Explanation of Responses:

(*) If the form is filed by more than one reporting person, see Instruction 5(b)(v).
(**) Intentional misstatements or omissions of facts constitute Federal Criminal Violations. See 18 U.S.C. 1001 and 15 U.S.C. 78ff(a).
(1) The restricted stock units reported hereunder was made pursuant to the Issuer's Outside Director Compensation Policy. This award vests in full on the earlier of May 18, 2023 or the Issuer's next annual meeting of stockholders.

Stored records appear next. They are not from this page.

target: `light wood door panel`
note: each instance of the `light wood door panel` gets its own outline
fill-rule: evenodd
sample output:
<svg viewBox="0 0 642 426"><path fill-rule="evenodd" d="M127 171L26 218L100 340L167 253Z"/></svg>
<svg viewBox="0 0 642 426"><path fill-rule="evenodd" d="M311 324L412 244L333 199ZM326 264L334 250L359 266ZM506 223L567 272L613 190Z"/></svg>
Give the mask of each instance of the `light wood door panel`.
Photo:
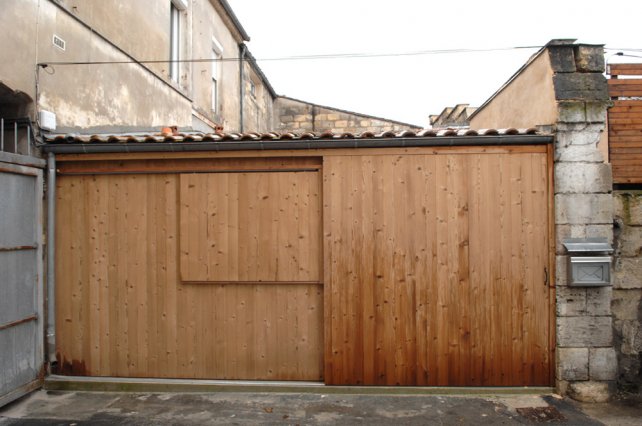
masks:
<svg viewBox="0 0 642 426"><path fill-rule="evenodd" d="M182 280L320 282L319 175L182 174Z"/></svg>
<svg viewBox="0 0 642 426"><path fill-rule="evenodd" d="M305 187L306 196L318 196L314 188L320 187L319 173L296 174L295 179L303 175L302 181L310 185ZM215 180L221 178L217 175ZM291 185L290 180L285 181ZM276 182L280 184L281 179ZM259 194L261 199L264 182L254 183L257 187L228 185L227 192L207 187L199 202L210 206L212 197L223 194L241 199L241 194L230 194L234 188ZM295 266L282 263L278 273L266 269L272 276L247 276L301 280L296 283L181 282L180 184L178 174L59 177L56 315L60 371L117 377L321 380L323 286L303 282L304 278L318 280L320 258L316 267L314 262L306 266L293 261ZM277 191L283 197L293 192L290 188ZM277 204L279 197L273 200ZM320 216L320 201L310 207L314 202L296 198L293 204L305 205L302 209L306 211L316 209ZM299 214L294 210L288 209L287 214ZM277 213L281 214L279 209ZM250 219L230 219L229 223L246 220ZM320 217L306 217L300 227L287 229L277 241L295 245L316 238L320 246L320 229L307 227L315 220L320 226ZM222 232L220 229L196 223L203 228L195 233L208 245L218 241L212 231ZM273 228L271 223L267 228L285 229ZM296 253L296 260L311 256L313 249L305 246L302 255ZM279 253L291 254L288 250ZM244 270L244 262L257 261L240 253L238 271ZM215 257L207 261L210 259L217 261ZM211 277L217 278L205 276Z"/></svg>

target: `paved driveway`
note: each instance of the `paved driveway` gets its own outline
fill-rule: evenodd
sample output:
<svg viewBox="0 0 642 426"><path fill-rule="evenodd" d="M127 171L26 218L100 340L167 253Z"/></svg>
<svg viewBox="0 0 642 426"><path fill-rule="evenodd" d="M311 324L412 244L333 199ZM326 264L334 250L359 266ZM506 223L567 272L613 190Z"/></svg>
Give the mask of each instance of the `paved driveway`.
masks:
<svg viewBox="0 0 642 426"><path fill-rule="evenodd" d="M599 425L577 404L521 395L341 395L37 391L0 410L0 425ZM634 424L634 423L631 423Z"/></svg>

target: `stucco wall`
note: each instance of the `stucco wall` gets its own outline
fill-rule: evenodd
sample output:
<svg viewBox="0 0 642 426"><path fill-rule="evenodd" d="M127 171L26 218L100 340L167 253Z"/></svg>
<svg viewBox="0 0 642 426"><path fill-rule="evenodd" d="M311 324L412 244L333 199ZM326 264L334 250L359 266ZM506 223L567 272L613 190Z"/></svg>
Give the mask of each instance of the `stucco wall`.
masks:
<svg viewBox="0 0 642 426"><path fill-rule="evenodd" d="M132 60L53 3L39 10L39 62ZM66 41L64 52L52 46L53 34ZM190 100L138 64L51 65L39 78L39 105L56 114L58 131L191 124Z"/></svg>
<svg viewBox="0 0 642 426"><path fill-rule="evenodd" d="M188 4L181 12L181 58L205 61L182 63L178 84L170 81L167 63L58 64L40 69L39 105L56 114L56 131L147 131L172 124L182 130L213 131L216 125L241 130L241 64L236 58L242 35L221 16L217 1ZM12 48L0 64L2 82L35 100L36 62L167 60L169 14L169 0L7 0L0 34ZM52 44L54 34L65 40L65 51ZM216 110L209 62L215 45L223 56ZM249 124L244 130L272 130L270 92L251 69L245 70L244 78L243 112ZM255 97L249 94L250 78L257 85Z"/></svg>
<svg viewBox="0 0 642 426"><path fill-rule="evenodd" d="M169 60L169 0L58 1L135 58ZM183 13L183 24L187 23L186 13ZM187 25L182 26L183 31L188 29ZM185 34L184 38L188 36ZM87 40L87 43L91 41ZM91 51L87 53L91 54ZM165 77L169 75L167 63L149 64L149 67Z"/></svg>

(2) The ValueAct entities referred to in this footnote 2 are collectively referred to herein as "ValueAct Capital." Under an agreement with ValueAct Capital, Brandon B. Boze is deemed to hold the shares for the benefit of the limited partners of ValueAct Capital Master Fund, L.P. and indirectly for (i) VA Partners I, LLC as General Partner of ValueAct Capital Master Fund, L.P., (ii) ValueAct Capital Management, L.P. as the manager of ValueAct Capital Master Fund, L.P., (iii) ValueAct Capital Management, LLC as General Partner of ValueAct Capital Management, L.P., (iv) ValueAct Holdings, L.P. as the majority owner of the membership interests of VA Partners I, LLC, (v) ValueAct Holdings II, L.P. as the sole owner of the membership interests of ValueAct Capital Management, LLC and as the majority owner of the limited partnership interests of ValueAct Capital Management, L.P., and (vi) ValueAct Holdings GP, LLC as General Partner of ValueAct Holdings, L.P. and ValueAct Holdings II, L.P.
(3) Each reporting person listed herein disclaims beneficial ownership of the reported securities except to the extent of its pecuniary interest therein, and this report shall not be deemed an admission that such person is the beneficial owner of the securities for purposes of Section 16 of the Securities Exchange Act of 1934, as amended, or for any other purpose.
(4) Mr. Boze is transferring to the name of ValueAct Capital Master Fund, L.P. the vested stock previously awarded to Mr. Boze on May 19, 2021.
(5) The securities reported herein are directly beneficially owned by ValueAct Capital Master Fund, L.P. and may be deemed to be indirectly beneficially owned by (i) VA Partners I, LLC as General Partner of ValueAct Capital Master Fund, L.P. , (ii) ValueAct Capital Management, L.P. as the manager of ValueAct Capital Master Fund, L.P. , (iii) ValueAct Capital Management, LLC as General Partner of ValueAct Capital Management, L.P., (iv) ValueAct Holdings, L.P. as the majority owner of the membership interests of VA Partners I, LLC, (v) ValueAct Holdings II, L.P. as the sole owner of the membership interests of ValueAct Capital Management, LLC and as the majority owner of the limited partnership interests of ValueAct Capital Management, L.P., and (vi) ValueAct Holdings GP, LLC as General Partner of ValueAct Holdings, L.P. and ValueAct Holdings II, L.P.